A decade ago, ransomware was one of the internet’s petty street crimes. But it has now evolved into a major threat to enterprises and sometimes, a national security concern.
Did the FBI take ransomware as seriously as it should have in the early days? Renee Dudley, a technology reporter with ProPublica, says it didn’t.
The reason actually traces back to a culture at the agency that didn’t have much respect for people with cyber skills, calling them the “geek squad.” Cyber skills were undervalued and at odds with an often macho culture at the agency, Dudley says.
As a result, agents with cyber skills “were fleeing the bureau,” says Dudley, the co-author of “The Ransomware Hunting Team,” a recently released book about a band of technical experts who tirelessly work to find technical mistakes in ransomware to help victims unlock files. “Retention for agents in the cyber division was not good.”

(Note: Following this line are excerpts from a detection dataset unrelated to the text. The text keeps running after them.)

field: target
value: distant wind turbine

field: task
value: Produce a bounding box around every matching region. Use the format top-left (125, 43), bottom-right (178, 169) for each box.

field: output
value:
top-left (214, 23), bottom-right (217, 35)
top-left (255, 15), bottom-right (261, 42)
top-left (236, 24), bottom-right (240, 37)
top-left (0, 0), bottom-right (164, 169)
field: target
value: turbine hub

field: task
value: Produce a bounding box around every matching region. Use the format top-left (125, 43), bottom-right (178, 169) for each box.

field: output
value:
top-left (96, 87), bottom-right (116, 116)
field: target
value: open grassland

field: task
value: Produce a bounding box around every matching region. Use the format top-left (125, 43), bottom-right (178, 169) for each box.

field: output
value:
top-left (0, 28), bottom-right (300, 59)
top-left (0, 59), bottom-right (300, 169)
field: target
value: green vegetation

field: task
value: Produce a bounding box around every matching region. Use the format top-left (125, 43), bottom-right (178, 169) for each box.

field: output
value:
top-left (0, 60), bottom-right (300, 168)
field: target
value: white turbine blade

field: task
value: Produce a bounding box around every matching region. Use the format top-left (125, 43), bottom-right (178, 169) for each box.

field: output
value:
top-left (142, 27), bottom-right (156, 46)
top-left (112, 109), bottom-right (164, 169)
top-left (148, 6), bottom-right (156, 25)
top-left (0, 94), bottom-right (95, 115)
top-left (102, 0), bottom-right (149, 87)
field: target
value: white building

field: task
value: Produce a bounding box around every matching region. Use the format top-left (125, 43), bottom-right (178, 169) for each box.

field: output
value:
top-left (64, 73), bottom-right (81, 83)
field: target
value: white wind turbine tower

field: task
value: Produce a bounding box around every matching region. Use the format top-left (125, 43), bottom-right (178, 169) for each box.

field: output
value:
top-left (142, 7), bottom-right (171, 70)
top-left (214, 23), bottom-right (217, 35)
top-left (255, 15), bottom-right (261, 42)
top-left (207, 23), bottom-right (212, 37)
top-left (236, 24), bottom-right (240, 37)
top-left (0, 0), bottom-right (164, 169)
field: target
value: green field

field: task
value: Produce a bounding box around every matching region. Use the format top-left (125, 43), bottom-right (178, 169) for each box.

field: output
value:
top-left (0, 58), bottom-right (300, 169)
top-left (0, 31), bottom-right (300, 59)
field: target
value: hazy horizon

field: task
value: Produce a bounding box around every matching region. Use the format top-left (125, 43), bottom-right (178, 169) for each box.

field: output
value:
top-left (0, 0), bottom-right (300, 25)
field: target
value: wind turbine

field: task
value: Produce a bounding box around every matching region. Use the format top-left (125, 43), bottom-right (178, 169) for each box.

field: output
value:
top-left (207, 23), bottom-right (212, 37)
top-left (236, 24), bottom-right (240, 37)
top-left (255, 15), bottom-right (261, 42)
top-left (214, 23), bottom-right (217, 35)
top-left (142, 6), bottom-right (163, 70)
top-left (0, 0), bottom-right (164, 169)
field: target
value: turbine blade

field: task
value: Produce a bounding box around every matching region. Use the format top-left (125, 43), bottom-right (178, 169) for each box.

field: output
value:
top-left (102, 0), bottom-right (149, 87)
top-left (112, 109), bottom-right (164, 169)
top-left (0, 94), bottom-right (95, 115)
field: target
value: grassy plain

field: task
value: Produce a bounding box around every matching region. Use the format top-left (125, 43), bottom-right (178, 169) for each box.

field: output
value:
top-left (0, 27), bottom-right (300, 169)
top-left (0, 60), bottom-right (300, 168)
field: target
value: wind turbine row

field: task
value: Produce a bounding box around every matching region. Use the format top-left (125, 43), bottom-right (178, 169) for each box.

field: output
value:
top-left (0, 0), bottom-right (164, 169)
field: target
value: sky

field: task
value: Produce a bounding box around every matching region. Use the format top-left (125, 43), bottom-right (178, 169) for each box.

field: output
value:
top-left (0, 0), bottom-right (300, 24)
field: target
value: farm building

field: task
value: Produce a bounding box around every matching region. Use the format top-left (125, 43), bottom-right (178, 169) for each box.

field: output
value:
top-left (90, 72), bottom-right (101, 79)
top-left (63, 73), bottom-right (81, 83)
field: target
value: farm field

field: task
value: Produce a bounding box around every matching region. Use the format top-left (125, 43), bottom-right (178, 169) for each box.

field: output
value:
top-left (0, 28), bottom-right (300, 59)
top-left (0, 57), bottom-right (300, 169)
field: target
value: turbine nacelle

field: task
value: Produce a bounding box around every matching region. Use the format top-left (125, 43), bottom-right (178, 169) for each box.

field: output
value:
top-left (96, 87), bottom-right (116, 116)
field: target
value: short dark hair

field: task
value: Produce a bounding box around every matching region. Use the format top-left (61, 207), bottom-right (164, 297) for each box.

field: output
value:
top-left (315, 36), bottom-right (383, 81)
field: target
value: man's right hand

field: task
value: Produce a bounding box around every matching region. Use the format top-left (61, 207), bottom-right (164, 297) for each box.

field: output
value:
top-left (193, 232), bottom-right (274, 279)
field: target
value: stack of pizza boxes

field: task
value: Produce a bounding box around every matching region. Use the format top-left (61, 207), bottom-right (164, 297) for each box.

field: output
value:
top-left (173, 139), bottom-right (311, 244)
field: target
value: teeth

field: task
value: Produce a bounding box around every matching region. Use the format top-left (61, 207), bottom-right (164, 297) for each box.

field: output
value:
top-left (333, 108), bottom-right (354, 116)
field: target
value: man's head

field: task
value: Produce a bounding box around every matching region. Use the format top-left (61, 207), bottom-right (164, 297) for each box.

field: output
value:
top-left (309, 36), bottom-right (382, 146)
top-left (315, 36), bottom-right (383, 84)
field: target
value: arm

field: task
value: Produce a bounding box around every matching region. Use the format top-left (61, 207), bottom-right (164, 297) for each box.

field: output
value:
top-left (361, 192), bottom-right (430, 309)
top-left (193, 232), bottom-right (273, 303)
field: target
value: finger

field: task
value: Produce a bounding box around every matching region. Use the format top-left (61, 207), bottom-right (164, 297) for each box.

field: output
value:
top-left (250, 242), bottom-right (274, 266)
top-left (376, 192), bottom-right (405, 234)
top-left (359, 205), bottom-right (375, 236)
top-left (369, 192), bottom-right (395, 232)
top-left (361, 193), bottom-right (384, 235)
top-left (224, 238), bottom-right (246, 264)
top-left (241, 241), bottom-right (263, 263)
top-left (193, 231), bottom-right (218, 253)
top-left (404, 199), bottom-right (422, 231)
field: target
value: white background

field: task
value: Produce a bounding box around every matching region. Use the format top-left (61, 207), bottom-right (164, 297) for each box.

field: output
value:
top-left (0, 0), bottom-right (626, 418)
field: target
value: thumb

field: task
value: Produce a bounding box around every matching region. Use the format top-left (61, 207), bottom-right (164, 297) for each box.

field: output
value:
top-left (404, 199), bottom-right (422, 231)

Dudley said the agency these days takes ransomware very seriously, and it has been working to change its culture to attract people with the digital skills the agency needs. In this audio interview, Dudley also discusses:
- How the Netherlands uses “off center” targeting to disrupt cybercrime and ransomware gangs;
- If banning ransom payments is a viable legislative option to fight ransomware.
- If anti-ransomware plans by governments will impact cybercriminal gangs.
Renee Dudley is a technology reporter at ProPublica. Her 2019 series on ransomware found that U.S. companies, exploiting regulatory loopholes and sometimes misleading victims, secretly fostered the crime’s rise for their own profit. Previously, as an investigative reporter at Reuters, she was named a 2017 Pulitzer Prize finalist for her work uncovering systematic cheating on college admissions tests.